HPC Precision Wars: Satoshi Matsuoka Plants the Ozaki Flag | Deep Dive

Home

Administration

Deep Dive

HPC Precision Wars: Satoshi Matsuoka Plants the Ozaki Flag

Details: Written by Douglas Eadline; Published: 19 June 2026; Hits: 779

XFrom the FP64 is not as boring as it used to be department

A recent paper submitted to ArXiv by famed HPC scientist Satoshi Matsuoka, Director of the RIKEN Center for Computational Science in Kobe, Japan, has shaken the tried-and-true FP64 HPC relationship to its core. The paper is entitled: FP8 is All You Need (Part 1): Debunking Hardware FP64 as the HPC Holy Grail: A Tensor–Memory Equilibrium Model and Implementation Strategy for Ozaki Scheme II on Memory-Bound Workloads in the Post-FP64 Era.

There is quite a lot to unpack in the paper, let alone the title. Matsuoka is basically positing that FP64 (64-bit double-precision arithmetic) hardware is not the best way to perform certain HPC computations that require 64-bit precision on newer Nvidia GPUs. Instead, he demonstrates how FP8 (8-bit floating-point operations) found in abundance on modern GPUs can be combined using the Ozaki Scheme II to achieve faster computation at the same 64-bit precision. This rebuke of legacy 64-bit floating-point technology is Matsuoka's flag-in-the-sand moment, and it will have consequences throughout the HPC industry. This article attempts to summarize some of the paper's major points; however, consulting the paper provides greater breadth and support for Satoshi's arguments and predictions.

Using a simple yet strained analogy, Matsuoka is saying: stop using F1 autos to get around the HPC track as fast as possible. Instead use a bunch of ebikes! In this sense, Matsuoka's proposal seems absurd and would never work, given traditional HPC beliefs. The "F1-FP64" car has delivered floating-point performance to HPC applications for decades and is considered an integral part of any performance race. Historically, CPU and GPU vendors have consistently delivered generational increases in FP64 performance. That trend is changing because, in a market driven by Gen-AI, many FP8 e-bikes are preferred. While HPC applications require higher precision FP64, Gen-AI training and inference require lower precision. To accommodate the larger market, Nvidia has regressed FP64 performance on newer-generation processors (AMD has no such plans) and created an F1-FP64 gap that Matsuoka posits can be filled by lower-precision FP8-ebikes.

Hardware trends

The HPC market has often borrowed technology from larger markets. Back in the early days of Linux Clusters (Beowulf), HPC shifted away from custom supercomputing processors and toward commodity hardware.
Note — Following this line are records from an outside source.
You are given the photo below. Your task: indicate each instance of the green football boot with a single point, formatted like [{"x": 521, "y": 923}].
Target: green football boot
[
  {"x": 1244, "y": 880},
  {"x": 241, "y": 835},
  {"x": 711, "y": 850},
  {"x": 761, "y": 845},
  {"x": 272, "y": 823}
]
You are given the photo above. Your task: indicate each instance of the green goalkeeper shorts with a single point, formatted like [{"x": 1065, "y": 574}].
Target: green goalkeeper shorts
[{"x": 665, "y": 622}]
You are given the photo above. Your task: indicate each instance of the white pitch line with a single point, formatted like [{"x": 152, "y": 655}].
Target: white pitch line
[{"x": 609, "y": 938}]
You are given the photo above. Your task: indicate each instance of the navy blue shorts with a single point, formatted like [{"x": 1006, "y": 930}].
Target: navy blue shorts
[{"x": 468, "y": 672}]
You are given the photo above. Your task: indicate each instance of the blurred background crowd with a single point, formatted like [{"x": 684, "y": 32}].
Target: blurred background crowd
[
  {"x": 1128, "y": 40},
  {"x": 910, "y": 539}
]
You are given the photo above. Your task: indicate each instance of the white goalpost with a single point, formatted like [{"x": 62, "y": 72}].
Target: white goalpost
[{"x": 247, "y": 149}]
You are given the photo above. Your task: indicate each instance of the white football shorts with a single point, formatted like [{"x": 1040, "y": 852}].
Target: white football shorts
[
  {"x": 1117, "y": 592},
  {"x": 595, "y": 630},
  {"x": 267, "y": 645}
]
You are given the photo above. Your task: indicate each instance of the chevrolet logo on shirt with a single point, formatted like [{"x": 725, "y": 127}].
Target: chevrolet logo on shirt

The cost of creating next-generation processors required large sales volumes, which were not available for specialized supercomputing and workstation processors. The commodity desktop/server market could justify these volumes, and HPC took advantage of this trend. GPU-assisted computing began as video cards evolved into true HPC acceleration devices. Server GPUs (not necessarily desktop video cards) offered a large FP64 capability needed by HPC applications and helped establish a viable market -- initially dominated by Nvidia.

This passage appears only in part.